今回は、2017年の3月までに報告されたリハビリに関する論文をいくつかピックアップしています。Natureの2017年3月号では「Nature Index 2017 Japan」というテーマで日本の科学研究の失速が話題になっていますが、最近のリハビリ関連の研究では多くの日本人が報告してるんですよね。今回もいくつか取り上げています。それでは知識のブラッシュアップをしていきましょう。
Pick up articles
- ◆ 重度の変形性関節症では脳卒中のリスクが3倍以上になる?
- ◆ 小胸筋のストレッチングは挙上150度の水平外転がもっとも効果的
- ◆ 腱板の筋萎縮や脂肪浸潤は、腱板修復術後でも改善する
- ◆ 腰椎椎間板変性の新たなリスク因子が明らかに(和歌山で行われた大規模な縦断的研究)
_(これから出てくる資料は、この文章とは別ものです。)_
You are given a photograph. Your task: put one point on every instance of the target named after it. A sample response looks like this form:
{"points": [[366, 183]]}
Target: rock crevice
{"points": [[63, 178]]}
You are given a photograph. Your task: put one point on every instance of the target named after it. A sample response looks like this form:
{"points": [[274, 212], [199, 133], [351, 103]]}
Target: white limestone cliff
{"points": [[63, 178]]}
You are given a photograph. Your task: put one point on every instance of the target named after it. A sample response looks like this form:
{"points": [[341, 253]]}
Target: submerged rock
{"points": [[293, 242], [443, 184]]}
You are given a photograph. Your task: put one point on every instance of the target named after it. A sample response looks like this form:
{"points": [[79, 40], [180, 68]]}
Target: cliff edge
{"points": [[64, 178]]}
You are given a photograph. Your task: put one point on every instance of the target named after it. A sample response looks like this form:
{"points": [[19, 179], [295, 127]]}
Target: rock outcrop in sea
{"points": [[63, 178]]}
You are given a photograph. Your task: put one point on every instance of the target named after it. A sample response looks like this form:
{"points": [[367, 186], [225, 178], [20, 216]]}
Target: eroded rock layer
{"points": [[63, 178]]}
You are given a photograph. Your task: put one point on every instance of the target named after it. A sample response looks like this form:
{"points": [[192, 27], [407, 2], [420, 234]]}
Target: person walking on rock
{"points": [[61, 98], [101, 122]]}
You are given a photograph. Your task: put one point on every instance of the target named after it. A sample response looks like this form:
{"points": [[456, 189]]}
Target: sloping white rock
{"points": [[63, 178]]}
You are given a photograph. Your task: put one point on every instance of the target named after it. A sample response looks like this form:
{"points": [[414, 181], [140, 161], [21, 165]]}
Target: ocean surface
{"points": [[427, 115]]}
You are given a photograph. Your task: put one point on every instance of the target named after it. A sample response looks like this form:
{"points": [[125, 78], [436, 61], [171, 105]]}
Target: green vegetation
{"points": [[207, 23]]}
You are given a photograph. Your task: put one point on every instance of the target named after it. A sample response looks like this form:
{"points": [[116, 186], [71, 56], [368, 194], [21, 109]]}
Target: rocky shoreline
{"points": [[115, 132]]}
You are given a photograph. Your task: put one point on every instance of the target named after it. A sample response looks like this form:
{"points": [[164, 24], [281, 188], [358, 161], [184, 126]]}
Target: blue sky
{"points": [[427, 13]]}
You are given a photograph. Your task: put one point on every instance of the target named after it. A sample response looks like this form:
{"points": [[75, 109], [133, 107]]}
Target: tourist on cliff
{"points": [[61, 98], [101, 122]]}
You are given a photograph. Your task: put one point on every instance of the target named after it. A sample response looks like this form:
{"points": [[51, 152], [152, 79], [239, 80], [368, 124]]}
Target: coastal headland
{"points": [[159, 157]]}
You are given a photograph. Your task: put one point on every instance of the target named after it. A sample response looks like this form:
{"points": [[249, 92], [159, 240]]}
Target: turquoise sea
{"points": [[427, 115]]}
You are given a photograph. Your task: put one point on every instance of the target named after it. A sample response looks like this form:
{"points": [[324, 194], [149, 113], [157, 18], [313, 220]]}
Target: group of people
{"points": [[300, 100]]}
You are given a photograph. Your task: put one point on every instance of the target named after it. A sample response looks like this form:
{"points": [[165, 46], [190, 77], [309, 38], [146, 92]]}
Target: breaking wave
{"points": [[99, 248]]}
- ◆ 脳梗塞発症24時間の梗塞容量が3ヶ月後の予後予測の指標になる
- ◆ やはり脳卒中後の皮質脊髄路の連続性は下肢の運動機能回復に関与しない
◆ 重度の変形性関節症では脳卒中のリスクが3倍以上になる?
Osteoarthritis Cartilage 2017年3月より
変形性関節症による軽度の全身性炎症はアテローム性動脈硬化症を誘発することが示されています(Libby P, 2002)。実際に変形性膝関節症の女性患者では、アテローム性動脈硬化症の発症率が高くなることが報告されています(Hoeven TA, 2015)。このような背景から、台中病院のHsuらは、変形性関節症が脳卒中の発症にも関与するのではないか?と考え検証しました。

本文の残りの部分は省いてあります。